Kedua, setelah mendapatkan informasi tentang perempuan yang dicintainya, laki-laki itu harus membangun komunikasi dengan perempuan itu. Tentu, tidak semua informasi yang didapatkan dijadikan bahan komunikasi. Mengapa? Karena, perempuan itu bisa menjadi tidak nyawan. Atau, bisa jadi, bahan informasi yang digunakan itu tidak tepat untuk situasi perempuan yang dicintainya saat itu. Misalnya, ada informasi kalau perempuan yang dicintainya itu senang makan es krim, tapi saat ini ia tidak makan es krim karena lagi ikut program diet. Bisa dibayangkan apa yang terjadi kalau laki-laki itu cerita tentang es krim pada perempuan yang dicintainya yang tengah menjalani program diet?

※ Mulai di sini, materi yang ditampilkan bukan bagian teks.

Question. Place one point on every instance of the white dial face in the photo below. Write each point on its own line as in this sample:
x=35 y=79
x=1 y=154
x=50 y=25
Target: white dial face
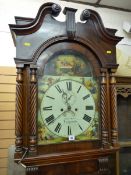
x=67 y=108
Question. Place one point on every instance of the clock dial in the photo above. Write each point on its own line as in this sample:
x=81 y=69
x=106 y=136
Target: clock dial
x=67 y=108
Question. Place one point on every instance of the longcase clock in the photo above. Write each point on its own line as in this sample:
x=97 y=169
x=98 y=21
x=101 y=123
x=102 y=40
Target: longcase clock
x=66 y=119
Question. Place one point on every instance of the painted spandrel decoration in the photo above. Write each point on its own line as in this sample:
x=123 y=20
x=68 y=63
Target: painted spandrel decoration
x=67 y=81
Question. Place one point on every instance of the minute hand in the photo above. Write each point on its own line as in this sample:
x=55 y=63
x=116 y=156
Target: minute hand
x=60 y=115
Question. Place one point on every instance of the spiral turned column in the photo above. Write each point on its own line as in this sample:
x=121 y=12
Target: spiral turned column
x=113 y=99
x=19 y=111
x=33 y=110
x=104 y=110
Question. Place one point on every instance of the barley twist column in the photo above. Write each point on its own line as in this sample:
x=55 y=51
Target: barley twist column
x=113 y=99
x=104 y=110
x=33 y=110
x=19 y=111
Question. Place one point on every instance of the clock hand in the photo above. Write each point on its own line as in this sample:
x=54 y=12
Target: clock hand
x=59 y=115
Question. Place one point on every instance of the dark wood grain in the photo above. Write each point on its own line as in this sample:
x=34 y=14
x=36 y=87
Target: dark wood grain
x=37 y=41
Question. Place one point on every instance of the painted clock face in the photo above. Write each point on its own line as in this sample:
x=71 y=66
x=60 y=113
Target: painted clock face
x=67 y=108
x=68 y=99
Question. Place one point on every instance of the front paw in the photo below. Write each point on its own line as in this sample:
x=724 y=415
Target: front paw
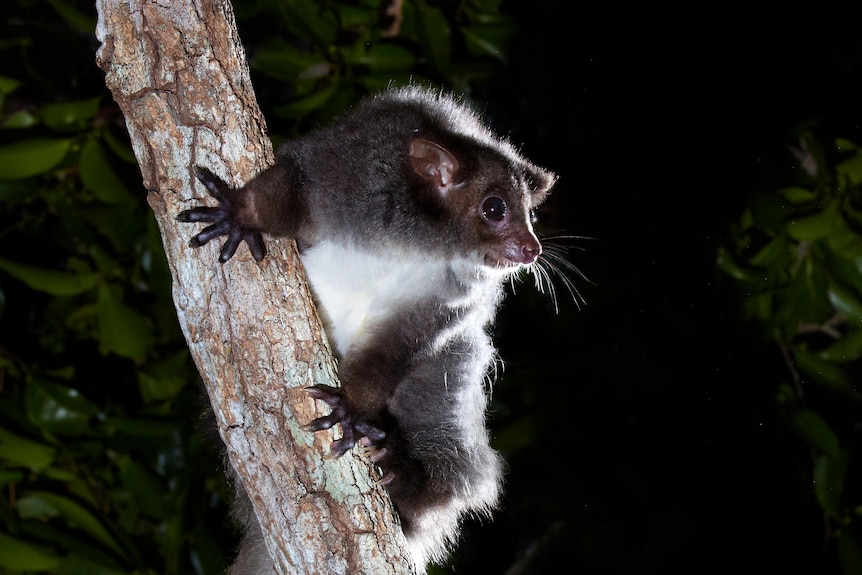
x=353 y=426
x=222 y=219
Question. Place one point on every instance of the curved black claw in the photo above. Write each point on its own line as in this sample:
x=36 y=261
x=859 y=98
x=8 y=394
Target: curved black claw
x=353 y=428
x=222 y=219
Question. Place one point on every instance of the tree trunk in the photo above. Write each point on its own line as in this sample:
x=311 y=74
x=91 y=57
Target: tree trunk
x=179 y=74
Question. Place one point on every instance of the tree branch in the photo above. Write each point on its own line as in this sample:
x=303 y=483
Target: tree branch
x=179 y=74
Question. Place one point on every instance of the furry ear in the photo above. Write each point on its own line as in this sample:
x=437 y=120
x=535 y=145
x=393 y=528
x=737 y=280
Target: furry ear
x=434 y=163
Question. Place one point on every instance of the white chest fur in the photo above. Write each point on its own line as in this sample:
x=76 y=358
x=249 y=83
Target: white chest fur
x=356 y=289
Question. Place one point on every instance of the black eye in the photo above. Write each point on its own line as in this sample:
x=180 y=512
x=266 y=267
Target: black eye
x=494 y=208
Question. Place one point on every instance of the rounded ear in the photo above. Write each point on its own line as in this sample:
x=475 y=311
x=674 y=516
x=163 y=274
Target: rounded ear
x=433 y=162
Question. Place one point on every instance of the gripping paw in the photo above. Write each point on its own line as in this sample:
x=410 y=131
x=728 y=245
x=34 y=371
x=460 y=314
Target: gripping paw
x=353 y=428
x=222 y=219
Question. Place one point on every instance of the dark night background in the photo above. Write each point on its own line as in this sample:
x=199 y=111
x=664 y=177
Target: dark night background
x=641 y=427
x=661 y=447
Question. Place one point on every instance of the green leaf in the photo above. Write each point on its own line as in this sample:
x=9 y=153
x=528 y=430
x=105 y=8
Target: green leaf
x=163 y=379
x=146 y=488
x=846 y=242
x=845 y=302
x=20 y=556
x=847 y=348
x=388 y=58
x=123 y=330
x=50 y=281
x=20 y=119
x=73 y=115
x=140 y=427
x=20 y=451
x=851 y=169
x=814 y=430
x=816 y=226
x=74 y=564
x=797 y=195
x=487 y=40
x=99 y=177
x=826 y=374
x=284 y=61
x=728 y=265
x=844 y=145
x=44 y=505
x=435 y=35
x=58 y=408
x=31 y=157
x=306 y=105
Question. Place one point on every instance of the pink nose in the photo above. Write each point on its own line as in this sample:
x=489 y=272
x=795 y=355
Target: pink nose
x=529 y=253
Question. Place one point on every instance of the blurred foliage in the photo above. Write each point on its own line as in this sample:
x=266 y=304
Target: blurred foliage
x=101 y=457
x=796 y=256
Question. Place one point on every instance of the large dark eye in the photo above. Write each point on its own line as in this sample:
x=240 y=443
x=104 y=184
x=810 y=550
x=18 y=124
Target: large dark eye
x=493 y=208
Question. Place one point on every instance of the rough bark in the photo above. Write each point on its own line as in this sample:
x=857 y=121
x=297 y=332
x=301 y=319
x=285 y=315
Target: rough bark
x=179 y=74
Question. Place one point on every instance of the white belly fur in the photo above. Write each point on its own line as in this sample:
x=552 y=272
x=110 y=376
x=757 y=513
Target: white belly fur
x=356 y=289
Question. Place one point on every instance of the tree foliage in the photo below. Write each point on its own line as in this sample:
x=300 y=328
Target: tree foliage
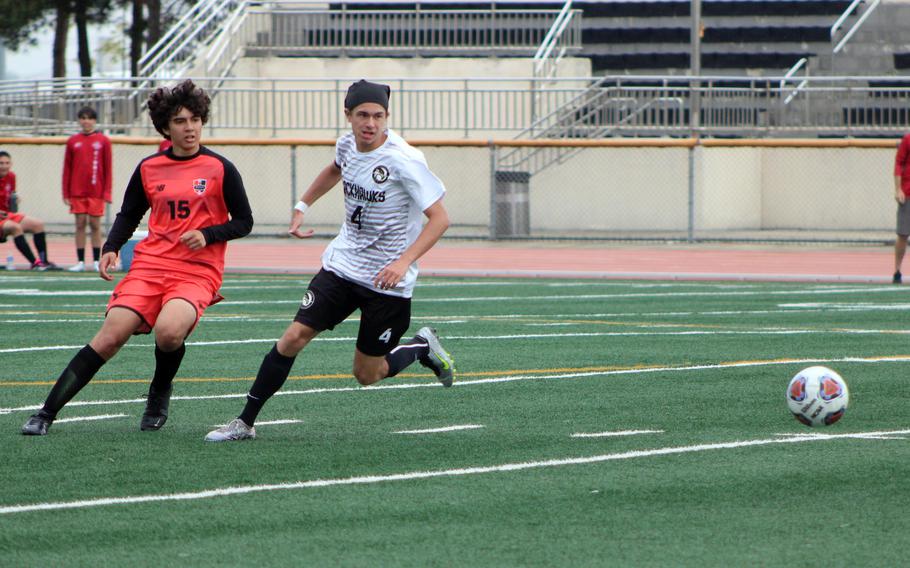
x=21 y=20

Perempuan yang dicintainya itu tentu akan menjadi sangat tidak suka. Dengan demikian, hal yang harus diperhatikan kemudian baik dalam mendekati seorang perempuan dan berkhotbah/mengajar adalah pemilihan materi apa yang sebaiknya disampaikan. Mengapa? Karena, selain penguasaan materi berdasarkan bahan yang dapat dipertanggungjawabkan, kita sebagai pengajar/pengkhotbah juga harus memerhatikan saksama situasi dari pendengar khotbah/pengajaran kita. Kondisi sosial apa yang tengah berkembang di tengah pendengar? Sebagai lanjutan pertanyaan bagaimana latar belakang sosial, antropologis, psikologis dari pendengar khotbah/pengajaran? Pemilihan materi pembicaraan yang tepat akan menarik perhatian orang yang sedang kepadanya kita bercerita. Mereka tidak akan pernah bosan mendengar cerita saat itu.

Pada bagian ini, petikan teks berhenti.